Those guys that fish in mainland Europe are using tackle for fish that we could only imagine. The world record for the Wels catfish is 250 pounds.

They are using 12 foot rods and Shimano Baitrunner 8000-12000 spinning reels. I have yet to see anybody fishing for those monsters with a baitcaster.

I'd like to see some of those fish over here in a pay lake somewhere in the USA...preferably SW Ohio.

All the best,

Lee Woolery
Speedshot


----------



## rustyfish

Wow that must be nice. My idea of a new combo is taking a reel off the rod that I broke last year and putting it on the rod that had the reel with the missing crank.....brand new now!

I'm buying on of those rod holders because that thing is sweet. Will it tip if you cant get the back leg into the dirt, tight lining the river can pull pretty hard. 

The net does look questionable. I'm sure it fine, heck it may be great. It just not what I'm used to seeing.


----------



## LeeWoolery

RustyFish:

Here's a "real-world" view of the rod supports on the shores of a gravel quarry from today.

I bought this unit from Wacker Baits for $85.00. The front sticks are adjustable and there is a whole in the back of the center support for driving in a camping stake. It's a fairly heavy duty unit and is made of steel. I don't think you have to worry about it getting pulled in.

The net you see in the picture is not the one I just bought...I think it will do the trick...if I use it right.



















...and here are some of the alternatives I saw on the banks today:



















In all honesty...I remember back to days when my dad would outfish us all with a Johnson Century, 6 pound test and a fiberglass two piece rod and my brother and I were using fishing gear worth more than the car he was driving. He would use one rod and held his finger on the line and rarely missed a fish.

I don't think I learned a thing from him!

Oh well...somebody has to make the tackle companies rich.

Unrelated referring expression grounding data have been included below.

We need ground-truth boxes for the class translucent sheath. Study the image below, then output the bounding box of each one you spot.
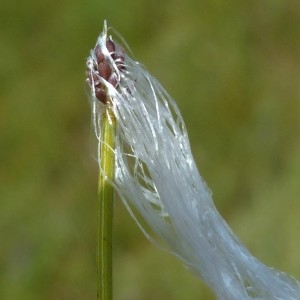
[98,108,116,300]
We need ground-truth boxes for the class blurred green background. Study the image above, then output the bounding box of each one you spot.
[1,0,300,299]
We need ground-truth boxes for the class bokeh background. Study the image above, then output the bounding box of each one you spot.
[1,0,300,299]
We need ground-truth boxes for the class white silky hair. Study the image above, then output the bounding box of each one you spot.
[87,22,300,299]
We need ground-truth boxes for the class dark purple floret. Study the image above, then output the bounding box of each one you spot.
[87,38,125,104]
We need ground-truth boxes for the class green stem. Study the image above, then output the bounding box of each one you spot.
[98,106,116,300]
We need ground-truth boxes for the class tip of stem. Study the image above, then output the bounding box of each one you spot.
[103,20,108,35]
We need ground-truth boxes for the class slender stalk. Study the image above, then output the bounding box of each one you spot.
[98,105,116,300]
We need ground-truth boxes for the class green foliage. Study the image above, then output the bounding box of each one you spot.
[1,0,299,299]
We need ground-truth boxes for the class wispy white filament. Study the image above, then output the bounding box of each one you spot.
[87,22,300,300]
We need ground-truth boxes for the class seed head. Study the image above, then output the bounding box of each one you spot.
[86,21,300,300]
[86,25,125,104]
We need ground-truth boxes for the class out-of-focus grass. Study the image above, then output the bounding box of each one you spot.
[0,0,299,299]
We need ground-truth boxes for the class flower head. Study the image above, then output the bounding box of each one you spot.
[86,22,300,300]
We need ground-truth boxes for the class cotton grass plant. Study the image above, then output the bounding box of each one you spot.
[86,21,300,300]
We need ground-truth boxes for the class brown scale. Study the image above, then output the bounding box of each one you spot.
[88,38,125,104]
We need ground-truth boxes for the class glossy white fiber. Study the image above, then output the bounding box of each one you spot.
[87,22,300,300]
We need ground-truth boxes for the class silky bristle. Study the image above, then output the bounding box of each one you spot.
[86,22,300,300]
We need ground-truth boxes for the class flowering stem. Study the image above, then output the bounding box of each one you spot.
[98,105,116,300]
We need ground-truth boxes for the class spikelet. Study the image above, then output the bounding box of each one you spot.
[86,21,300,300]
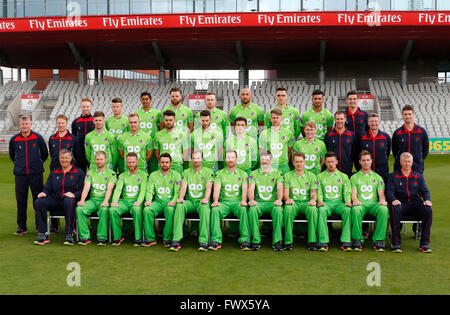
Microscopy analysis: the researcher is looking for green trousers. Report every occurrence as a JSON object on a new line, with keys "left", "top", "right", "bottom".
{"left": 317, "top": 200, "right": 351, "bottom": 244}
{"left": 76, "top": 198, "right": 109, "bottom": 240}
{"left": 248, "top": 201, "right": 283, "bottom": 245}
{"left": 110, "top": 199, "right": 142, "bottom": 241}
{"left": 351, "top": 201, "right": 389, "bottom": 242}
{"left": 284, "top": 201, "right": 318, "bottom": 244}
{"left": 173, "top": 200, "right": 210, "bottom": 244}
{"left": 143, "top": 199, "right": 175, "bottom": 242}
{"left": 210, "top": 200, "right": 250, "bottom": 244}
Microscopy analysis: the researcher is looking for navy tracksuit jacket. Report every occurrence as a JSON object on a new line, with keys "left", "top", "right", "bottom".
{"left": 48, "top": 130, "right": 81, "bottom": 170}
{"left": 9, "top": 131, "right": 48, "bottom": 230}
{"left": 71, "top": 114, "right": 94, "bottom": 172}
{"left": 360, "top": 130, "right": 391, "bottom": 182}
{"left": 392, "top": 124, "right": 429, "bottom": 174}
{"left": 386, "top": 170, "right": 432, "bottom": 246}
{"left": 345, "top": 107, "right": 368, "bottom": 171}
{"left": 35, "top": 165, "right": 85, "bottom": 234}
{"left": 324, "top": 127, "right": 355, "bottom": 177}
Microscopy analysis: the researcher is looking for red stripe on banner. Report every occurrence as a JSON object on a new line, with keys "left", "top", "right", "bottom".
{"left": 0, "top": 11, "right": 450, "bottom": 33}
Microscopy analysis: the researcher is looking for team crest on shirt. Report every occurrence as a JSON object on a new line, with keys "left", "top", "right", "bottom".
{"left": 121, "top": 124, "right": 125, "bottom": 128}
{"left": 347, "top": 139, "right": 350, "bottom": 142}
{"left": 151, "top": 116, "right": 154, "bottom": 120}
{"left": 251, "top": 112, "right": 255, "bottom": 117}
{"left": 281, "top": 136, "right": 285, "bottom": 141}
{"left": 237, "top": 177, "right": 242, "bottom": 182}
{"left": 416, "top": 137, "right": 420, "bottom": 141}
{"left": 215, "top": 116, "right": 219, "bottom": 120}
{"left": 137, "top": 178, "right": 141, "bottom": 183}
{"left": 337, "top": 179, "right": 342, "bottom": 184}
{"left": 315, "top": 147, "right": 319, "bottom": 152}
{"left": 70, "top": 175, "right": 74, "bottom": 179}
{"left": 181, "top": 113, "right": 185, "bottom": 118}
{"left": 201, "top": 177, "right": 205, "bottom": 182}
{"left": 321, "top": 117, "right": 326, "bottom": 122}
{"left": 414, "top": 182, "right": 418, "bottom": 186}
{"left": 306, "top": 182, "right": 310, "bottom": 187}
{"left": 104, "top": 177, "right": 108, "bottom": 182}
{"left": 271, "top": 179, "right": 275, "bottom": 183}
{"left": 181, "top": 176, "right": 185, "bottom": 180}
{"left": 86, "top": 174, "right": 90, "bottom": 178}
{"left": 314, "top": 180, "right": 318, "bottom": 185}
{"left": 360, "top": 119, "right": 364, "bottom": 123}
{"left": 245, "top": 143, "right": 249, "bottom": 147}
{"left": 372, "top": 179, "right": 377, "bottom": 184}
{"left": 104, "top": 138, "right": 108, "bottom": 142}
{"left": 381, "top": 142, "right": 385, "bottom": 146}
{"left": 139, "top": 139, "right": 143, "bottom": 144}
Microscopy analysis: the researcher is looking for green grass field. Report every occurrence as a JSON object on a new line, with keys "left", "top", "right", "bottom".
{"left": 0, "top": 154, "right": 449, "bottom": 295}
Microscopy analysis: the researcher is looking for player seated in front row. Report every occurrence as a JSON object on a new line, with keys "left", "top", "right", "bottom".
{"left": 34, "top": 149, "right": 85, "bottom": 246}
{"left": 76, "top": 151, "right": 117, "bottom": 246}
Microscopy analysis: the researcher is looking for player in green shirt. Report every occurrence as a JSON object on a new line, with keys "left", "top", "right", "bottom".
{"left": 109, "top": 153, "right": 148, "bottom": 246}
{"left": 210, "top": 150, "right": 251, "bottom": 251}
{"left": 229, "top": 88, "right": 265, "bottom": 140}
{"left": 84, "top": 111, "right": 118, "bottom": 171}
{"left": 350, "top": 150, "right": 389, "bottom": 252}
{"left": 191, "top": 110, "right": 223, "bottom": 172}
{"left": 142, "top": 153, "right": 182, "bottom": 247}
{"left": 159, "top": 87, "right": 194, "bottom": 134}
{"left": 265, "top": 87, "right": 301, "bottom": 140}
{"left": 299, "top": 89, "right": 334, "bottom": 141}
{"left": 135, "top": 92, "right": 161, "bottom": 173}
{"left": 259, "top": 108, "right": 294, "bottom": 175}
{"left": 247, "top": 151, "right": 284, "bottom": 251}
{"left": 154, "top": 110, "right": 189, "bottom": 174}
{"left": 283, "top": 152, "right": 319, "bottom": 250}
{"left": 224, "top": 116, "right": 258, "bottom": 174}
{"left": 76, "top": 151, "right": 117, "bottom": 245}
{"left": 316, "top": 151, "right": 353, "bottom": 251}
{"left": 170, "top": 150, "right": 213, "bottom": 251}
{"left": 292, "top": 121, "right": 327, "bottom": 175}
{"left": 194, "top": 92, "right": 230, "bottom": 139}
{"left": 118, "top": 114, "right": 153, "bottom": 173}
{"left": 106, "top": 97, "right": 130, "bottom": 173}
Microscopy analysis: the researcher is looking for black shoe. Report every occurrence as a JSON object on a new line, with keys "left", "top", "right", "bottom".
{"left": 63, "top": 234, "right": 74, "bottom": 246}
{"left": 163, "top": 240, "right": 172, "bottom": 248}
{"left": 208, "top": 242, "right": 221, "bottom": 251}
{"left": 169, "top": 241, "right": 181, "bottom": 251}
{"left": 308, "top": 242, "right": 317, "bottom": 251}
{"left": 198, "top": 243, "right": 208, "bottom": 251}
{"left": 34, "top": 233, "right": 50, "bottom": 245}
{"left": 133, "top": 240, "right": 142, "bottom": 247}
{"left": 272, "top": 241, "right": 283, "bottom": 251}
{"left": 284, "top": 244, "right": 293, "bottom": 251}
{"left": 14, "top": 227, "right": 28, "bottom": 235}
{"left": 374, "top": 240, "right": 385, "bottom": 252}
{"left": 250, "top": 243, "right": 260, "bottom": 251}
{"left": 240, "top": 241, "right": 251, "bottom": 251}
{"left": 341, "top": 242, "right": 352, "bottom": 252}
{"left": 351, "top": 239, "right": 362, "bottom": 251}
{"left": 141, "top": 239, "right": 157, "bottom": 247}
{"left": 97, "top": 239, "right": 107, "bottom": 246}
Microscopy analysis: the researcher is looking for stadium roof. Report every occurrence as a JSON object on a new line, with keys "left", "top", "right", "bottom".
{"left": 1, "top": 11, "right": 450, "bottom": 70}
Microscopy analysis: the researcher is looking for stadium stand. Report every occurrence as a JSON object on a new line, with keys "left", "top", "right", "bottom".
{"left": 1, "top": 78, "right": 449, "bottom": 143}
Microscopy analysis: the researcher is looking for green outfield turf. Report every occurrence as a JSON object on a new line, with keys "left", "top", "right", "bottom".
{"left": 0, "top": 153, "right": 449, "bottom": 295}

Anyways...I don't drink, smoke, gamble, take drugs or chase women who do...so I deserve to splurge a little.


----------



## rustyfish

Yep it spreads out more than i thought, im buying one. I use 4 small sheppards rods I stole from my moms garden. She got them on sale for like $3 a piece, so I took them and bought her some big ones lol. They work very good but not everywhere.


----------



## LeeWoolery

Rustyfish:

...the front legs go up another foot and you can buy different shapes and sizes of rod supports that fit on top. The whole thing tears down in about 30 seconds and fits in a bag that's about 3 feet long.

I have three or four sets of great rod holders but they are all made for dirt...not for gravel or river banks or rip raps around some lakes.

Good luck,


----------